Montag, 17. Februar 2020

Current status - network problems / 2

Despite all efforts, the well-known network disruptions still occur. However, the frequency has decreased a little. We have already made enormous efforts to solve the problem. In addition to very hardware-related debugging, we tried to rule out all hardware problems and replaced everything (including the fiber optic cables). Even a complete reset of the devices with subsequent reconfiguration from the scratch did not help. We are currently investigating BGP sessions as the cause. Since occurrence, we have been busy with the elimination of the issue and use all resources available to us.

Update 2020-02-17 @ 16:07 After checking the BGP sessions we have deactivated our free BGP router for the time being. We currently suspect that a customer's session is flapping, pushing too many updates onto the core router, which then causes the routing equipment at Interxion to struggle with the load.
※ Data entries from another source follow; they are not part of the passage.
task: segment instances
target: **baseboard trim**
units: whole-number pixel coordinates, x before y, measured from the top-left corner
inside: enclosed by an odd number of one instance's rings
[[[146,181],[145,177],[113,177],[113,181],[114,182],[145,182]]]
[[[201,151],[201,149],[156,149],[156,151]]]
Update 2020-02-17 @ 21:51 We have continued our investigation throughout the day and were able to figure out a issue which occurs on Layer3, which under certain conditions causes traffic destined to a specific host to go over the Routing Engine. This causes high load, which then causes BGP Sessions to flap between states, which is noticeable as short downtime or packetloss. We have implemented further measures to mitigate the impact for now and will keep monitoring the router. We will implement hardware based measures tomorrow morning by installing a seperate switch in order to seperate the traffic.

Update 2020-02-18 @ 11:30 The seperate switch has been installed.

Update 2020-02-19 @ 12:01 The network appears to be stable over the past 24 hours. We found out a bug in Juniper JunOS or at least the Chipset of the QFX devices we use, which led to the repeated issues. We have made extensive changes to mitigate the bug.